Mr. Irvin H. Danenhower, an employee in the engineering department of the defendant, gave substantially the same testimony as did Mr. Reeves. However he based his opinion on the following facts. The plaintiffs' house slid toward Mendell and not toward Kirkwood. The distance from the foundation wall facing Kirkwood to the center line of the cut in that street is fifty-seven feet. The cut was made in 1929. The house stood eleven years after that before any slide occurred and then the slide was "definitely" toward Mendell Street.

Mr. F. Chace was called as an expert by the plaintiffs. He testified that he had formed a different opinion and that the excavation on Kirkwood in his opinion caused the slide. He gave no reasons for his opinion. No other witness testified on the subject. [2] It is settled law that the weight to be given to the opinion of an expert depends on the reasons he assigns to support that opinion. ( Barker v. Gould, 122 Cal. 240, 243 [54 P. 845].) [1b] The witness Reeves assigned what appear to be sound reasons for his opinion. So did the witness Danenhower. Chace assigned no reasons to support his opinion. The trial court was therefore justified in adopting and following the opinions of Reeves and Danenhower. Moreover the trial court went to the property and made a personal examination of the conditions. Under these circumstances the adverse findings made by the trial court were supported by the evidence and are controlling on appeal. ( Bellon v. Silver Gate Theatres, Inc., 4 Cal.2d 1, 13-14 [ 47 P.2d 462].)

Taking up the subject of the pipes the witness Shoaf was examined at length on the subject of the placing of certain drain pipes and the removal thereof. However a most careful reading of the record does not disclose that said pipes were improperly placed, nor that they became clogged, nor that they were negligently removed. Moreover there is much in the evidence showing that the pipes were drains for certain springs which during some seasons flowed the entire year both before any street work was done and thereafter. Furthermore there is no evidence that pipes placed in Kirkwood Avenue below the lands where the slide occurred could in any manner either cause or prevent the slide complained of.

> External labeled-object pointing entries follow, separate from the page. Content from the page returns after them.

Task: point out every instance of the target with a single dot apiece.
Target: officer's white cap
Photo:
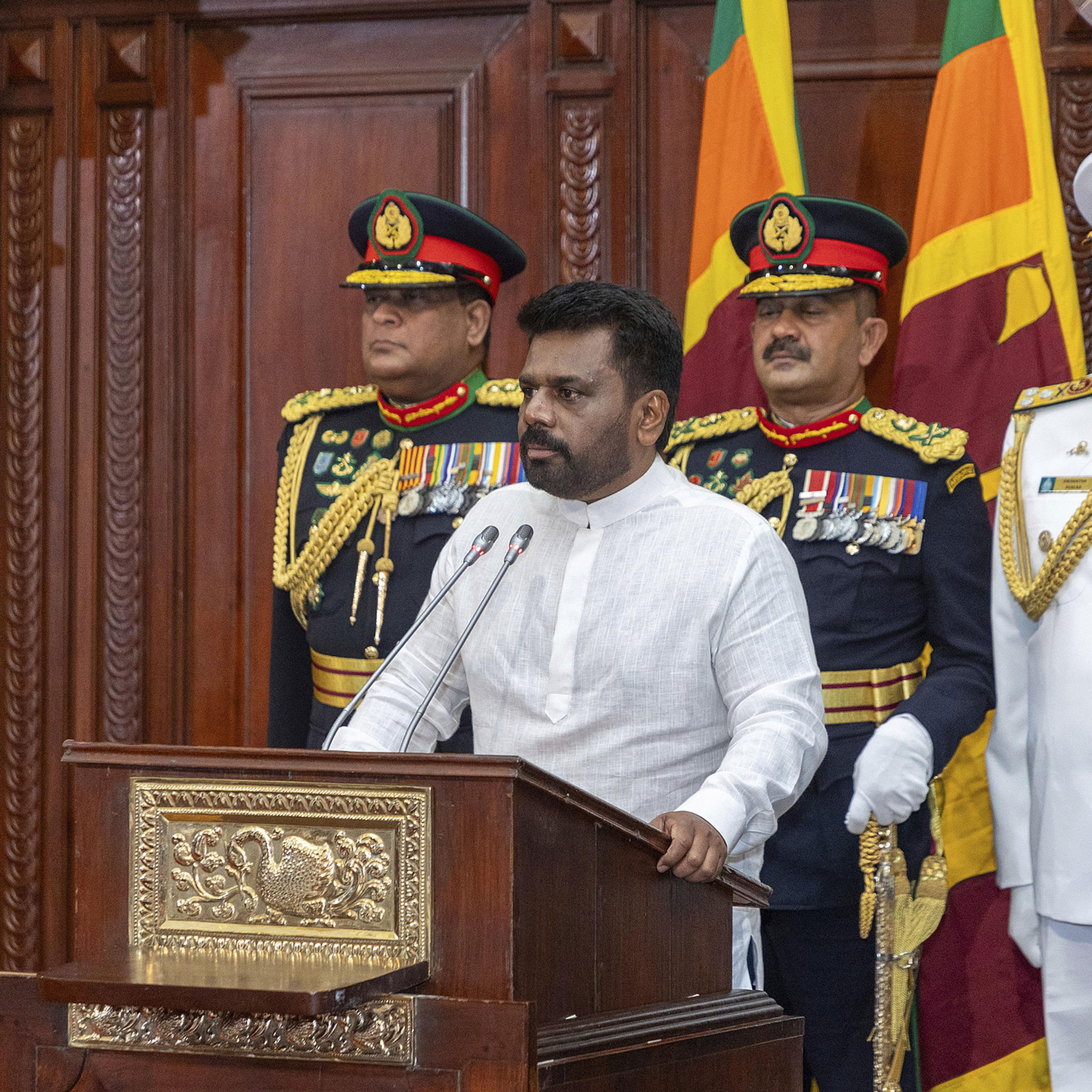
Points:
(1083, 189)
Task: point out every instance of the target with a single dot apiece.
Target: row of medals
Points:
(448, 498)
(893, 534)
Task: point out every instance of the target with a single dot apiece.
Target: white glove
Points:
(1024, 923)
(891, 775)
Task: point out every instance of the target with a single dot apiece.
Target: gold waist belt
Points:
(338, 678)
(869, 695)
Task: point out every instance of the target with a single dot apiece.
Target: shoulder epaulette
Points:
(930, 443)
(695, 430)
(500, 392)
(1036, 398)
(327, 399)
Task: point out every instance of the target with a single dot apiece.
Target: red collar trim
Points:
(807, 436)
(426, 413)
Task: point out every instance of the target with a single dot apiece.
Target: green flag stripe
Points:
(728, 28)
(969, 23)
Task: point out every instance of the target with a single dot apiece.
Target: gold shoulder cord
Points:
(1034, 596)
(373, 487)
(931, 443)
(757, 495)
(695, 430)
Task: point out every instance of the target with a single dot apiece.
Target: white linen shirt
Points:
(651, 648)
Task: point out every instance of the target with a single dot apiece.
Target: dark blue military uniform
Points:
(885, 519)
(315, 670)
(871, 610)
(371, 491)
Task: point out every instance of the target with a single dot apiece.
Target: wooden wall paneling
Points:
(166, 454)
(593, 181)
(57, 590)
(290, 128)
(1073, 142)
(124, 135)
(582, 224)
(25, 205)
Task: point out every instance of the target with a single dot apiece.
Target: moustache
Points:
(787, 347)
(535, 436)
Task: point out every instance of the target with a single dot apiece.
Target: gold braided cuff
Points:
(338, 678)
(869, 696)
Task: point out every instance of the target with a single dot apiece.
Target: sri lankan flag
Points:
(989, 308)
(990, 301)
(749, 150)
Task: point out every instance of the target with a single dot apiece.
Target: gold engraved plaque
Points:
(309, 870)
(378, 1031)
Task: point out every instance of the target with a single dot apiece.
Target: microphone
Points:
(516, 546)
(480, 547)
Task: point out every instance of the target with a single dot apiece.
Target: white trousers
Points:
(1067, 1003)
(746, 948)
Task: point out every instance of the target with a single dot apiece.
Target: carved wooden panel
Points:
(124, 424)
(25, 207)
(1073, 93)
(292, 127)
(580, 217)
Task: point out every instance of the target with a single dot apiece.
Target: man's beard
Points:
(571, 476)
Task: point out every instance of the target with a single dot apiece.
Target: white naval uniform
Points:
(1040, 756)
(652, 648)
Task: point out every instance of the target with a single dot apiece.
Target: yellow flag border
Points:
(767, 34)
(1016, 234)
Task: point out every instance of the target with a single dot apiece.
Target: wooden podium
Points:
(296, 920)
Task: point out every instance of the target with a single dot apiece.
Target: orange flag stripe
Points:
(981, 138)
(734, 130)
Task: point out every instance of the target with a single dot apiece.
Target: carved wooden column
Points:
(125, 94)
(1073, 143)
(587, 87)
(580, 229)
(24, 206)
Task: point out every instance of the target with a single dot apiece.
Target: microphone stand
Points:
(516, 547)
(480, 547)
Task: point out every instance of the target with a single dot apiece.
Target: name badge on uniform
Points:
(862, 510)
(1065, 485)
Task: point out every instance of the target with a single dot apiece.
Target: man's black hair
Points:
(648, 344)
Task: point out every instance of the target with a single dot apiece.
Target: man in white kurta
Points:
(1040, 755)
(652, 645)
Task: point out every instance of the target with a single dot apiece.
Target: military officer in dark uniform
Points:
(375, 479)
(885, 519)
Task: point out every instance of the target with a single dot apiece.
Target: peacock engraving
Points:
(297, 883)
(288, 881)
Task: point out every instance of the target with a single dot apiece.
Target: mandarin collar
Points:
(653, 484)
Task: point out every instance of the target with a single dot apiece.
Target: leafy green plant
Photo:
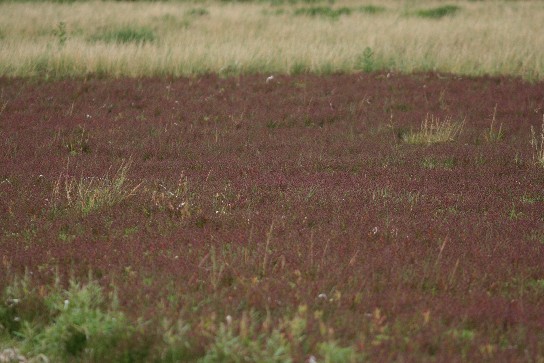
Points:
(61, 34)
(492, 134)
(126, 34)
(371, 9)
(230, 346)
(432, 163)
(76, 141)
(433, 130)
(365, 62)
(197, 12)
(537, 144)
(324, 11)
(438, 12)
(333, 353)
(62, 324)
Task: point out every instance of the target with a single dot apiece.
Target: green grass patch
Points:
(324, 11)
(438, 12)
(371, 9)
(75, 324)
(126, 34)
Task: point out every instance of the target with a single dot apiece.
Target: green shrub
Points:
(230, 347)
(438, 12)
(62, 325)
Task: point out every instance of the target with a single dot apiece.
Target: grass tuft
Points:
(88, 194)
(324, 11)
(126, 34)
(433, 130)
(537, 144)
(438, 12)
(492, 134)
(371, 9)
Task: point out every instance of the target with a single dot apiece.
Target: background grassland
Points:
(178, 39)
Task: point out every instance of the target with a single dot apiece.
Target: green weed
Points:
(371, 9)
(432, 163)
(324, 11)
(438, 12)
(76, 141)
(61, 33)
(333, 353)
(197, 12)
(62, 325)
(492, 134)
(126, 34)
(365, 62)
(537, 144)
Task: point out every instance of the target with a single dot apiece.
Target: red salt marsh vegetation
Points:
(371, 217)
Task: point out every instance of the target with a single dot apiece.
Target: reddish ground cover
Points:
(246, 195)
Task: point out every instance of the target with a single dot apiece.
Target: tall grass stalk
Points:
(433, 130)
(88, 194)
(537, 144)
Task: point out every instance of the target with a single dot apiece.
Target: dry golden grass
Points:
(231, 38)
(433, 130)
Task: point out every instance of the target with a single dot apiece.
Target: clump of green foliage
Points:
(365, 61)
(371, 9)
(438, 12)
(197, 12)
(62, 325)
(126, 34)
(324, 11)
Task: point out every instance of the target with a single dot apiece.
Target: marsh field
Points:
(272, 181)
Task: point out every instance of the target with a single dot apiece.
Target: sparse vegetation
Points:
(537, 144)
(492, 134)
(438, 12)
(434, 130)
(126, 34)
(89, 194)
(324, 11)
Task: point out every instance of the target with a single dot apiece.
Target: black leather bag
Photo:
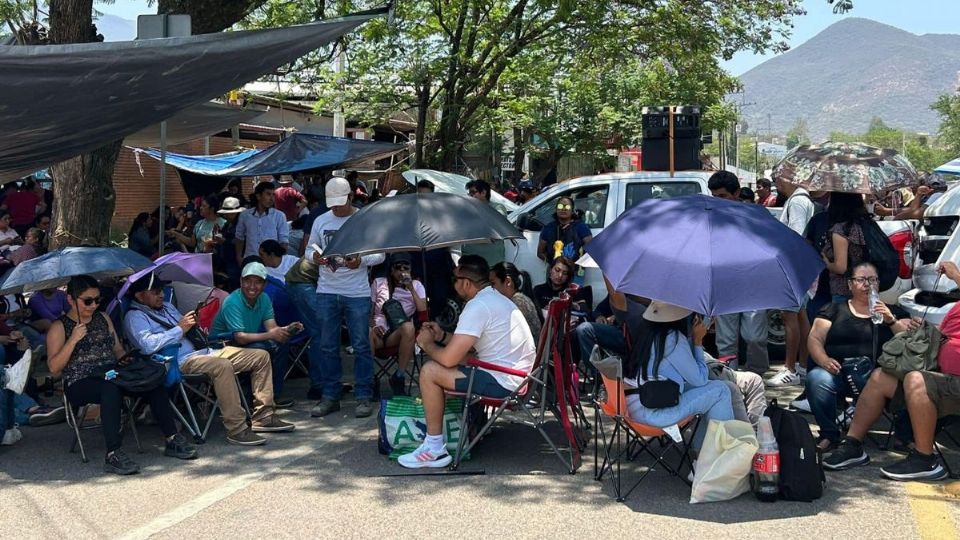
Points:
(393, 311)
(135, 374)
(659, 394)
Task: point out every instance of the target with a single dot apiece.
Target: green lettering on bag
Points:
(404, 432)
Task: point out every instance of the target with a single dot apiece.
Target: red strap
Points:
(494, 367)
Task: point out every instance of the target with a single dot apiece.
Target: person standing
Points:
(750, 325)
(492, 252)
(262, 222)
(343, 291)
(797, 212)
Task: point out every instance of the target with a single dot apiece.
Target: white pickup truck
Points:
(599, 200)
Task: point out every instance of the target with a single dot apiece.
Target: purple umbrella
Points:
(706, 254)
(181, 267)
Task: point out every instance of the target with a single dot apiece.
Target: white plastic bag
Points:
(723, 470)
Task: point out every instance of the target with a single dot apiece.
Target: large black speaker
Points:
(655, 145)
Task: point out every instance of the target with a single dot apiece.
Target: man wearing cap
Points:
(152, 325)
(288, 199)
(493, 326)
(263, 222)
(247, 318)
(343, 291)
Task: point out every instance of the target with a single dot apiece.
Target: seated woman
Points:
(276, 260)
(927, 397)
(559, 277)
(665, 352)
(841, 336)
(81, 345)
(510, 281)
(32, 247)
(398, 285)
(8, 236)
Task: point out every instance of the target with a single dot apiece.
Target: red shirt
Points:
(949, 355)
(285, 200)
(23, 207)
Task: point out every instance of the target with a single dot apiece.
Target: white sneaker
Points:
(784, 377)
(18, 374)
(423, 457)
(802, 405)
(11, 436)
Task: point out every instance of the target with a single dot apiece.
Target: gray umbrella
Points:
(420, 222)
(57, 267)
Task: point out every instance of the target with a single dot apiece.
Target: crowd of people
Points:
(385, 303)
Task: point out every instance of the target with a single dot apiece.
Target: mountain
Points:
(854, 70)
(115, 28)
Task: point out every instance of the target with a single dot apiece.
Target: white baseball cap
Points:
(254, 269)
(337, 191)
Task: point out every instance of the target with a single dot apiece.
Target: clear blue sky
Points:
(917, 16)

A large number of exhibits were used at the trial and have been brought up. They clearly sustain the theory of Mr. Reeves. The cut on Kirkwood was about 200 feet long. It was made through a ridge. It was deepest at a point in about the middle of its length and it was not deep at either end. It extended through the middle of Kirkwood running north and south from Mendell toward Lane, the next street on the south. Photographs show that the slide pressed heavily into Mendell Street where no cut had been made and also toward the north end of the cut on Kirkwood. The break was circular. On Exhibit "J" the break in the ground is shown extending from a point near the north side of the plaintiffs' house and running north under Mr. Shoaf's house it curves toward Kirkwood, crosses it almost at right angles, and continues toward the south. The scars of former breaks are concentric with the scar made in February, 1940. One scar is approximately sixty feet toward the east and the other is about ninety feet. Both of the latter scars are old and, as stated by two witnesses, may be fifty or one hundred years old. The breaks in Kirkwood are pronounced at the surface and indicate a parting rather than a lateral pressure. If the cut caused the slide we would expect the side of the cut adjacent to the slide to slough as a part of the slide. The photographs do not show such sloughing, but they do show heavy pressure toward Mendell and a sloughing for twenty feet or more back from Kirkwood. Plaintiffs' Exhibit 13, a photo taken while the slide was on, strongly supports the proposition last stated. It shows that not even the grass on the east bank of the cut (the side on which the slide occurred) was disturbed. Defendant's Exhibit "A," a photo taken April 26, 1940, shows the same facts. Mr. Danenhower testified that as a result of the slide plaintiffs' house and its foundation slid toward Mendell.

The record discloses that the neighborhood consists of seepy ground. Numerous springs are mentioned by the witnesses. Some of those springs are permanent. Some of them are of such capacity that the waters are collected and sold as mountain spring water. The facts recited in this and the preceding paragraph strongly reinforce the opinions stated by Mr. Reeves and Mr. Danenhower. Therefore we think it is clear that the trial court did not err in making findings in accordance with the opinions expressed by said witnesses.

From time to time the property owners complained to the public officials of seepage on the lots of such owners and of the water discharged by some of the springs above mentioned. There was evidence that the city authorities did nothing regarding those complaints. Counsel do not set forth any authorities showing that it was the duty of the city to enter on private property and cut off the flow of seepage water or springs located thereon.

The plaintiffs cite and quote the entire decision, Gove v. Lakeshore Homes Assn., 54 Cal.App.2d 155 [ 128 P.2d 716]. That case involved an appeal from a judgment of nonsuit. It is a splendid exposition of the law on that subject. But the instant case is an appeal from a judgment in an action to recover damages which denied the plaintiffs any relief. As stated above the findings fully support the judgment. The cited case is not helpful. It contains nothing that is at variance with anything we have said.

If the alleged cut made by the defendant in Kirkwood Avenue was not the cause of the alleged slide, then the defendant was not liable. [3] Whether the cut on Kirkwood was properly made or negligently made the question presented by the plaintiffs was, did said cut cause the slide which injured plaintiffs' property. The burden rested on the plaintiffs to prove an affirmative answer to that question. (19 Cal.Jur. 557, Negligence, § 10; Union etc. Co. v. San Francisco Gas etc. Co., 168 Cal. 58, 62 [ 141 P. 807]; Dull v. Atchison, T. S.F. Ry. Co., 27 Cal.App.2d 473, 476 [ 81 P.2d 158].) The findings are that neither the cut on Kirkwood nor the handling of the drainage pipes was the cause of the slide. It follows the plaintiffs were not entitled to recover.

The judgment appealed from is affirmed.

Nourse, P.J., and Goodell, J., concurred.